A potential change in the practice of PCI in the near future may have economic as well as clinical consequences. In early trials, drug eluting stents have been shown to reduce dramatically the restenosis rate after PCI.35,36
If these early results are borne out and restenosis is largely eliminated, then the economic advantage of CABG over PCI during follow up may be attenuated. However, any economic advantage in follow up may not overcome increased initial costs if these new stents are expensive. While this technical advance may shift decision making further towards PCI, its economic consequences remain uncertain.
As important as changes in revascularisation are, medical treatment has also changed, with efforts to control risk factors aggressively, including lipids, blood pressure, diabetes, exercise, diet, and smoking cessation. This will be addressed in detail in the COURAGE (clinical outcomes utilising revascularisation and aggressive drug evaluation) trial that began enrolment in June 1999 and will compare coronary intervention with aggressive medical management versus aggressive medical management alone.37
Changes in medical treatment will also have profound economic consequences with cost of more intense treatment offset by savings from reduced events.

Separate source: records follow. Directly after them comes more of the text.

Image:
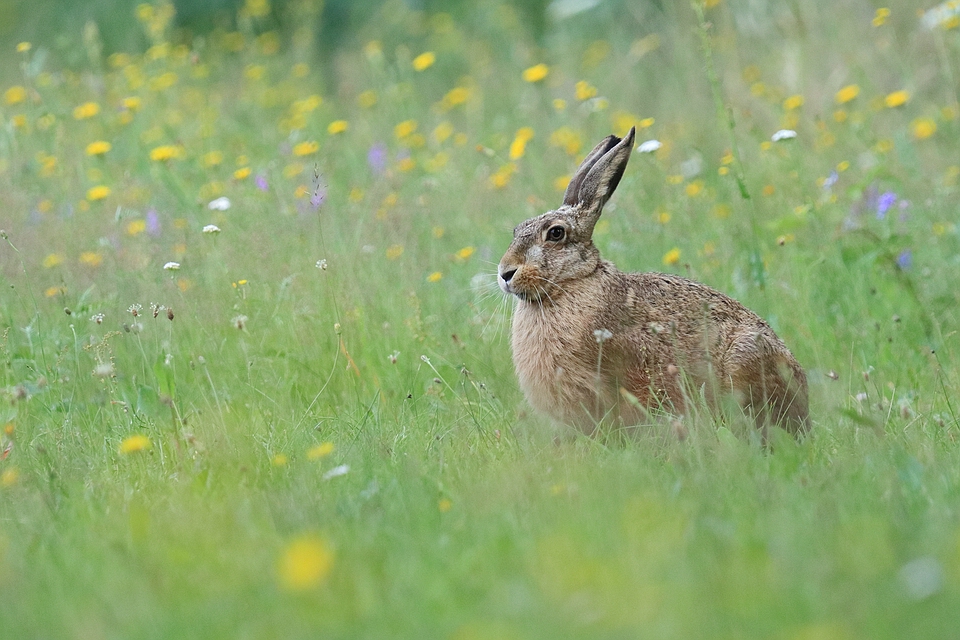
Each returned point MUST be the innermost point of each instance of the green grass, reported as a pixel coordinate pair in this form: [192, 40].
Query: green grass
[461, 514]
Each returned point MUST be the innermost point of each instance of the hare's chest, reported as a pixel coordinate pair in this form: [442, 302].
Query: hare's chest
[555, 373]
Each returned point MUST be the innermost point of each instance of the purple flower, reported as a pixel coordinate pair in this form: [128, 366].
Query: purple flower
[905, 259]
[884, 203]
[377, 157]
[153, 223]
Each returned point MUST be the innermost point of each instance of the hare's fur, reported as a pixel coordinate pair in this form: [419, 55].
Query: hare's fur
[592, 343]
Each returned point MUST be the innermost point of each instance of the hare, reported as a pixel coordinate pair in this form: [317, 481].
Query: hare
[592, 343]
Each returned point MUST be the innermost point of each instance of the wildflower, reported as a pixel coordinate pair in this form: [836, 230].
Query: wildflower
[649, 146]
[132, 444]
[15, 95]
[519, 144]
[340, 470]
[305, 148]
[847, 94]
[536, 73]
[165, 152]
[424, 61]
[98, 148]
[897, 99]
[880, 16]
[98, 192]
[923, 128]
[792, 103]
[219, 204]
[304, 564]
[884, 202]
[337, 126]
[320, 451]
[86, 110]
[602, 335]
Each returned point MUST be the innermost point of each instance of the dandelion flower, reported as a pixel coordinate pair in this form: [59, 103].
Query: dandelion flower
[219, 204]
[649, 146]
[132, 444]
[98, 192]
[897, 99]
[304, 564]
[783, 134]
[847, 94]
[424, 61]
[337, 126]
[536, 73]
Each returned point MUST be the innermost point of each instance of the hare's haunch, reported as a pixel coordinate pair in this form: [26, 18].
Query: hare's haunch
[591, 342]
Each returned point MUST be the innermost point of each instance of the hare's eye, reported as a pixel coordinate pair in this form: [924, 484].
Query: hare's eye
[556, 233]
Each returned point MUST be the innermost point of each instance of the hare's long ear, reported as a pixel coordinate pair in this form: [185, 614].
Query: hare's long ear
[596, 187]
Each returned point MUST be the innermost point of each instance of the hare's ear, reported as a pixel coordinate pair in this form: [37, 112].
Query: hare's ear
[596, 187]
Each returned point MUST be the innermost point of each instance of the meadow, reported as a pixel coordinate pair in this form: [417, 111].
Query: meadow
[256, 376]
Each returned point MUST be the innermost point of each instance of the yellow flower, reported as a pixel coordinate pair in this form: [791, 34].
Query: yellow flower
[536, 73]
[305, 148]
[98, 192]
[583, 90]
[322, 450]
[15, 95]
[91, 258]
[98, 148]
[847, 94]
[136, 227]
[86, 110]
[132, 444]
[671, 257]
[405, 128]
[519, 144]
[424, 61]
[337, 126]
[304, 564]
[367, 99]
[52, 260]
[165, 152]
[897, 99]
[793, 102]
[923, 128]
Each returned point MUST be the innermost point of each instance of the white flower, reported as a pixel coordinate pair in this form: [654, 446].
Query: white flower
[649, 146]
[784, 134]
[342, 470]
[220, 204]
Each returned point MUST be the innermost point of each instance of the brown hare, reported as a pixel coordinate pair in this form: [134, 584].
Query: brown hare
[591, 343]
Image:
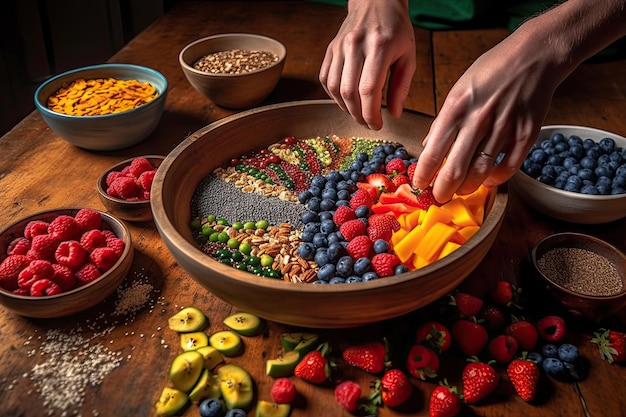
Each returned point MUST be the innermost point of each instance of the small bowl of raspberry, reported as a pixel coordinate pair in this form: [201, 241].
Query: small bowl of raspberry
[59, 262]
[124, 188]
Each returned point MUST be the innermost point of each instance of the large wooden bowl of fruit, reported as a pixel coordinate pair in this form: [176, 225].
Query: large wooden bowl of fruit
[299, 215]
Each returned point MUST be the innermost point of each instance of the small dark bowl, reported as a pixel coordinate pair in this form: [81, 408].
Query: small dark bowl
[592, 307]
[134, 211]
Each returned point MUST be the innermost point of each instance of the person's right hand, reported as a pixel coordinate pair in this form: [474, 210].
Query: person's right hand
[376, 39]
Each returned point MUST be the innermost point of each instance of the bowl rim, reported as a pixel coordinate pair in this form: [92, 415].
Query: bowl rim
[498, 199]
[102, 178]
[190, 68]
[110, 219]
[527, 179]
[46, 111]
[579, 236]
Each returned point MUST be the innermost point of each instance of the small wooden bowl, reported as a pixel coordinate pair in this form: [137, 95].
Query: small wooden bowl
[307, 305]
[236, 91]
[134, 211]
[78, 299]
[591, 307]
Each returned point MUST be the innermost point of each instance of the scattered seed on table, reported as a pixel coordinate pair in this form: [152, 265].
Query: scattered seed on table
[582, 271]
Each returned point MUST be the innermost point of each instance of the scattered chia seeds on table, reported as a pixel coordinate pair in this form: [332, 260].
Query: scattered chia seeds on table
[581, 271]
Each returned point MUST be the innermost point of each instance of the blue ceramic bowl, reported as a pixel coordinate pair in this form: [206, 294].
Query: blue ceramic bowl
[111, 131]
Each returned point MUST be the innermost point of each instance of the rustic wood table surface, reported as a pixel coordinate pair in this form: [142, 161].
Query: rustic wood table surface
[119, 361]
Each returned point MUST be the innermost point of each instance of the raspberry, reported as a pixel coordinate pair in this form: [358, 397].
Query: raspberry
[63, 277]
[64, 227]
[93, 239]
[10, 268]
[87, 273]
[43, 287]
[117, 245]
[18, 246]
[71, 254]
[42, 247]
[88, 219]
[343, 214]
[103, 258]
[139, 165]
[36, 270]
[283, 391]
[125, 187]
[35, 228]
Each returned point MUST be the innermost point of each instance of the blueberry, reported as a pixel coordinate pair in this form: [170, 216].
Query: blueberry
[568, 352]
[381, 246]
[553, 367]
[535, 357]
[326, 272]
[306, 250]
[361, 266]
[211, 407]
[235, 412]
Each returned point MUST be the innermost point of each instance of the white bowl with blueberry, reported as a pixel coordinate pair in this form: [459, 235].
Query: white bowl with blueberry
[575, 174]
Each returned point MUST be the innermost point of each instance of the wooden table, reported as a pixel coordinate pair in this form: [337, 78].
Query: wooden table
[39, 171]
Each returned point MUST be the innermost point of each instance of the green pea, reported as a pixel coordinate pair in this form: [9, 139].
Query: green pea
[266, 260]
[245, 248]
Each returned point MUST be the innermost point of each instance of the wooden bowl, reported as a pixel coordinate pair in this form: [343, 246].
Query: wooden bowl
[78, 299]
[134, 211]
[109, 131]
[309, 305]
[235, 91]
[570, 206]
[593, 307]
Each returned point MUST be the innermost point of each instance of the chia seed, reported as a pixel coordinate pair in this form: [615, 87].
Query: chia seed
[581, 271]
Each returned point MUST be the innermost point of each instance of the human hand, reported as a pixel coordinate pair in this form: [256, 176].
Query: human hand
[375, 40]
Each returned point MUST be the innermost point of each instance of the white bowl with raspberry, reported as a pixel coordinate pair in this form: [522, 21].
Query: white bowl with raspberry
[59, 262]
[124, 188]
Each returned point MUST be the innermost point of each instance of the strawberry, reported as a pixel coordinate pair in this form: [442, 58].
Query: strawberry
[18, 246]
[470, 337]
[34, 228]
[479, 380]
[382, 226]
[71, 254]
[468, 305]
[426, 198]
[43, 287]
[343, 214]
[381, 182]
[359, 247]
[551, 328]
[314, 366]
[370, 357]
[88, 219]
[10, 269]
[103, 258]
[493, 318]
[395, 166]
[87, 273]
[361, 197]
[434, 335]
[352, 228]
[503, 348]
[347, 394]
[283, 391]
[422, 362]
[444, 402]
[611, 345]
[524, 376]
[525, 333]
[395, 388]
[64, 227]
[384, 263]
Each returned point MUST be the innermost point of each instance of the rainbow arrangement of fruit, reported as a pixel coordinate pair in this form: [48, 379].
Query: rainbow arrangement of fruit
[349, 212]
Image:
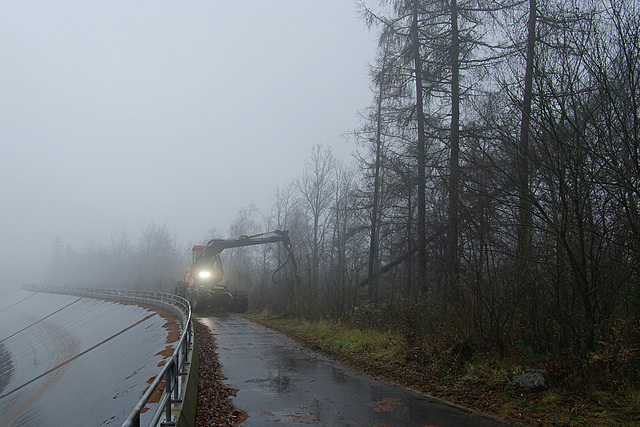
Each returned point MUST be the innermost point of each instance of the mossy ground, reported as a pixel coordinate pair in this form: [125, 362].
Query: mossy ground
[480, 382]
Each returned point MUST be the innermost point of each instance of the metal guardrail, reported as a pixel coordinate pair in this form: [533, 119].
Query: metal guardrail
[174, 372]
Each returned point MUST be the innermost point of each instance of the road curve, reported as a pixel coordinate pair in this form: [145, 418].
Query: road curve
[73, 361]
[279, 382]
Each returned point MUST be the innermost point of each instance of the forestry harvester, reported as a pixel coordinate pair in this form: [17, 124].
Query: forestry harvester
[202, 285]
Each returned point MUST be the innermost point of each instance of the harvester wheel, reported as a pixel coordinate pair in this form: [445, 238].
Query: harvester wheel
[240, 301]
[181, 289]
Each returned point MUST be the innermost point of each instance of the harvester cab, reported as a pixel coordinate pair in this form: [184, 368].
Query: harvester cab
[202, 284]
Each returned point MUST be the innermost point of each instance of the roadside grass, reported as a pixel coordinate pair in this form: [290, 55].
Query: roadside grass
[482, 383]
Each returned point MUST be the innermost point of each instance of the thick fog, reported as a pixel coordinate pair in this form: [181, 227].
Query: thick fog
[115, 115]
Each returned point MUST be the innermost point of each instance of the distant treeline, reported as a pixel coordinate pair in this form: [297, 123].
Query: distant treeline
[154, 263]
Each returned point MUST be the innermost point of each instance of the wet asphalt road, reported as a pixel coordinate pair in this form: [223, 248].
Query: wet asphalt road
[279, 382]
[70, 361]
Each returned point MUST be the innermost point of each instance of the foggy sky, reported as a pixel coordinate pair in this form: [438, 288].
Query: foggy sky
[121, 113]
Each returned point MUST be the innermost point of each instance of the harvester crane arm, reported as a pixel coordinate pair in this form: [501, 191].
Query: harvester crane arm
[215, 246]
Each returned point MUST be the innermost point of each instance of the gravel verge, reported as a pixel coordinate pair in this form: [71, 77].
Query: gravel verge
[214, 406]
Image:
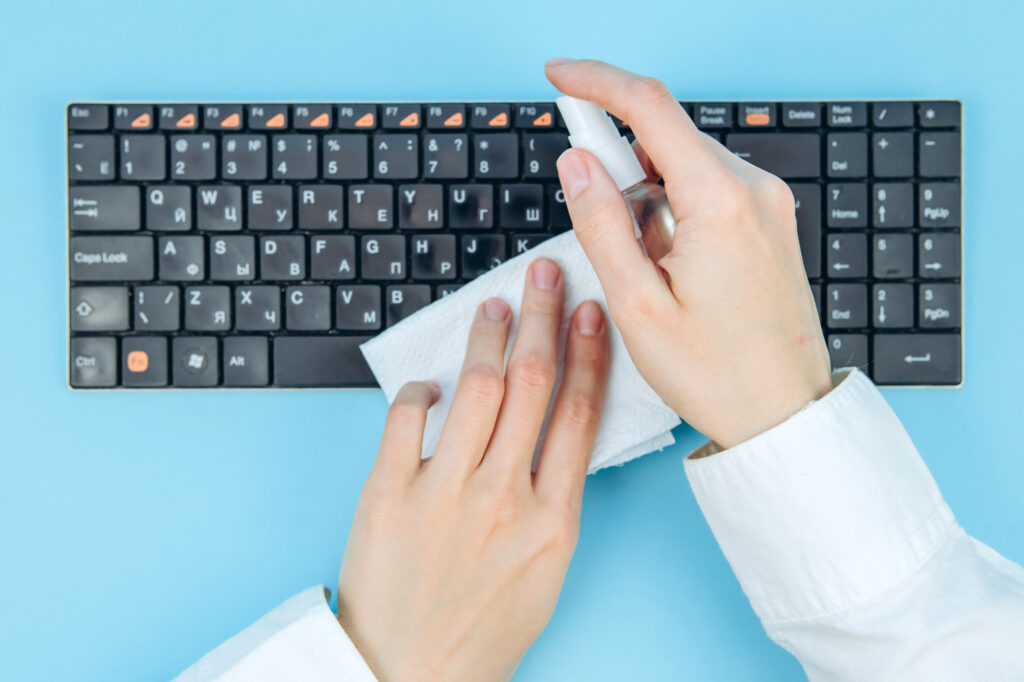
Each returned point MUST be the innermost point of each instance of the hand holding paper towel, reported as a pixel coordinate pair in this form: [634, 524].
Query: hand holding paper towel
[431, 343]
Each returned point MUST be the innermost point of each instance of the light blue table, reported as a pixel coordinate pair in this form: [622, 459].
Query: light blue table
[137, 530]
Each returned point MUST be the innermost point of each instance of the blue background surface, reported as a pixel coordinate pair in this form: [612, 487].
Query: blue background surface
[137, 530]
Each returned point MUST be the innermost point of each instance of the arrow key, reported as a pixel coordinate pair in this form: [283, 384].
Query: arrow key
[938, 255]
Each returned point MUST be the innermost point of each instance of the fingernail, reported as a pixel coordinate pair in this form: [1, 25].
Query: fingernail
[496, 309]
[590, 318]
[560, 61]
[573, 173]
[545, 273]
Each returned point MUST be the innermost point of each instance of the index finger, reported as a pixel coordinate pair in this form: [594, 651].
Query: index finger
[673, 142]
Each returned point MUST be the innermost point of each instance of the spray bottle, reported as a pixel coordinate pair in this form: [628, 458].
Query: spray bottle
[592, 129]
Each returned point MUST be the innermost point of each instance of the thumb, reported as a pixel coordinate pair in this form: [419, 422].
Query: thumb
[604, 226]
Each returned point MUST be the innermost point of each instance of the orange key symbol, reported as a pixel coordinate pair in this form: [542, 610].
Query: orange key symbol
[138, 360]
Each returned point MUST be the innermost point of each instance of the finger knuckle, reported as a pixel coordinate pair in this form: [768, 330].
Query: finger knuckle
[483, 382]
[534, 371]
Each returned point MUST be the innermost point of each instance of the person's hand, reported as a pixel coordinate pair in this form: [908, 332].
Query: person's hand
[454, 564]
[724, 327]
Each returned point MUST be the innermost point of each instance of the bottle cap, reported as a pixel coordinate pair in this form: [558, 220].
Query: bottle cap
[592, 129]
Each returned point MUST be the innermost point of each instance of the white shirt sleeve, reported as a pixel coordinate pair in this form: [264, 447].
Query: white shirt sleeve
[299, 641]
[849, 555]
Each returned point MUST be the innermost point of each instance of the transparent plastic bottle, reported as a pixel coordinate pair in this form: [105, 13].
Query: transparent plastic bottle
[592, 129]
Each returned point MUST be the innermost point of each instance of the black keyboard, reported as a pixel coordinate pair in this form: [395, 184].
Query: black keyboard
[259, 245]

Given the availability of only one year outcomes for all patients in SoS, the conclusions are inherently limited. In addition, CABG is, in the absence of complications, associated with a more difficulty period of recovery. While this was not captured in the utility data, as the first postprocedural measurement was at six months, such a difference is short lived and unlikely to translate into a substantial difference in quality adjusted life years. Both forms of revascularisation appear to be good forms of treatment for angina. While CABG offers better relief of chest pain initially, with time and additional procedures as needed, patients treated with PCI can achieve similar results. For patients equally suitable to either procedure, CABG is initially much more expensive, but this difference may be reduced or disappear over time if additional procedures are performed in the PCI arm. CABG may look more favourable in the longer term, as there will be little reason to expect greater long term induced costs with CABG than with PCI, and over several years patients who have undergone CABG may continue to have less angina.16,38
Thus, the in-trial ratio of cost per life year gained provides a very restricted picture of the relative cost effectiveness of the two procedures: a more meaningful picture requires reliable estimates of long term relative cost and benefit.
The economics of CABG and PCI have changed over the past 10–15 years with technical advances and secular trends. Continuing change in both procedures will lead to an ongoing need for high quality randomised studies measuring clinical and economic outcomes of the two forms of revascularisation, as well as inevitably more speculative modelling of possible longer term costs and effects.